04:52 Nick:   Incredible. So, it sort of allows you to have almost like a mobile workspace.

04:55 Angie:   Yeah. 

04:56 Nick:   Wherever you want to go, there's people who will pay for poems, right? 

04:59 Angie:   Yeah, amazingly. I'm still amazed.

05:01 Nick:   Yeah. So, that's one of the reasons I actually wanted to chat to you because I find both poetry and typewriting - which I love, I've had a typewriter - to be kind of out of fashion in a way. A lot of people don't read poetry and certainly a lot of people don't use typewriters because of, you know, digital technologies and stuff. So, you've put both things together and it seems to be working really well in terms of the interest you get on the streets and the amount of people who kind of share your stuff online or... 

05:25 Angie:   Yeah.

05:26 Nick:   So, why do you think that is? What sort of, in typewriting and poetry, have you managed to sort of touch on? 

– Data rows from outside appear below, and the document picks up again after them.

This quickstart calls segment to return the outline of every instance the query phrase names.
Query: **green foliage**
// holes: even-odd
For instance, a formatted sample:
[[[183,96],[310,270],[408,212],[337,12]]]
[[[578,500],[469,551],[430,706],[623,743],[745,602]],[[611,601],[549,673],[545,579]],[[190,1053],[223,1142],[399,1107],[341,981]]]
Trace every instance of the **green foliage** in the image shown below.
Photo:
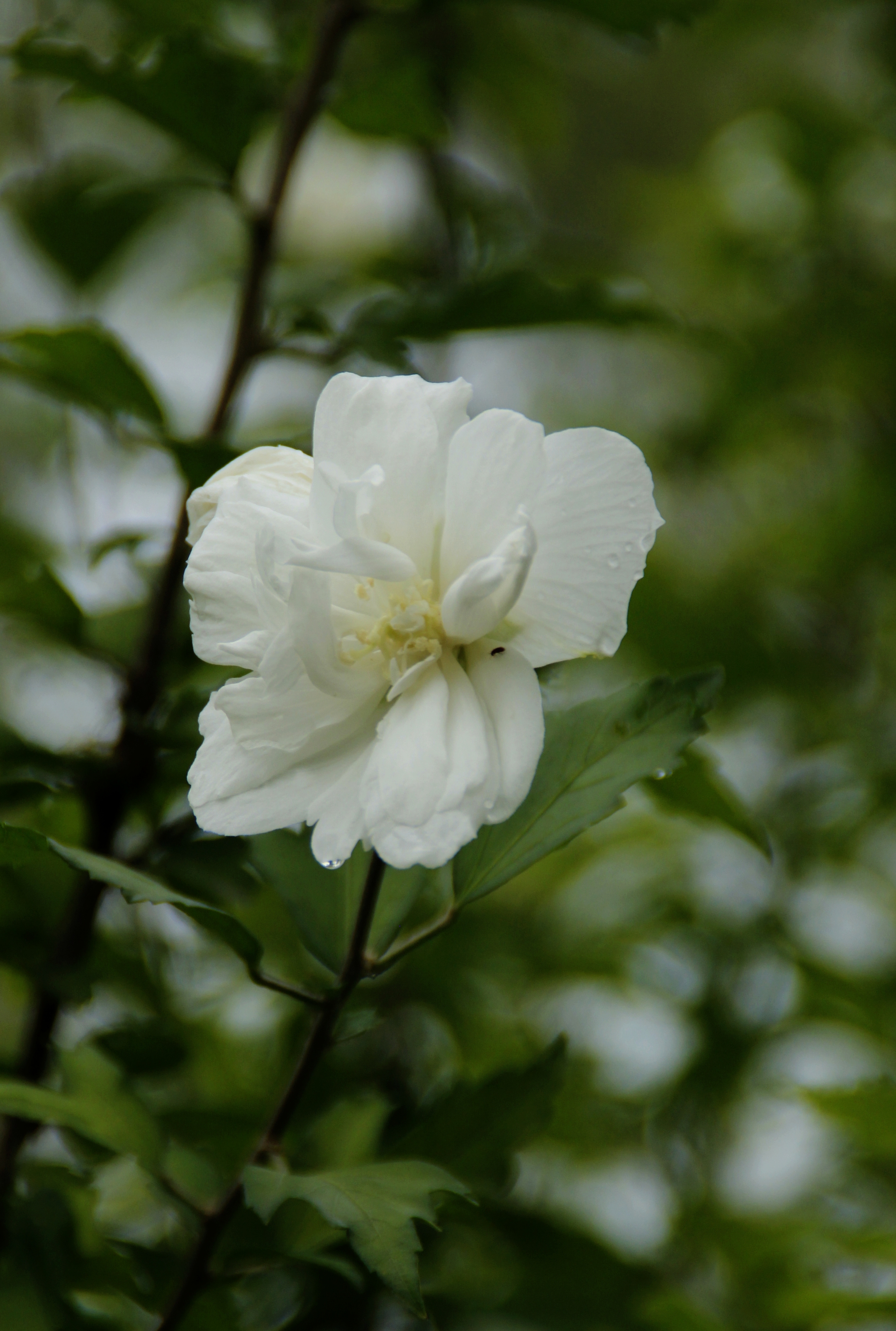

05:32 Angie:   I think - it’s hard to say because I am actually amazed that people like it, but I think people are interested in poetry, like as an artform. I think maybe sometimes it feels a bit inaccessible to some people or like something that, you know, you can’t do or engage with unless you have like a certain type of...

06:02 Nick:   Where you've studied it at school or something or...

06:04 Angie:   Yeah, like something that's a bit too intellectual or something like that. So, being on the street is very accessible. I guess like the typewriter began as a sort of I guess like a gimmick which is unusual to see and hear.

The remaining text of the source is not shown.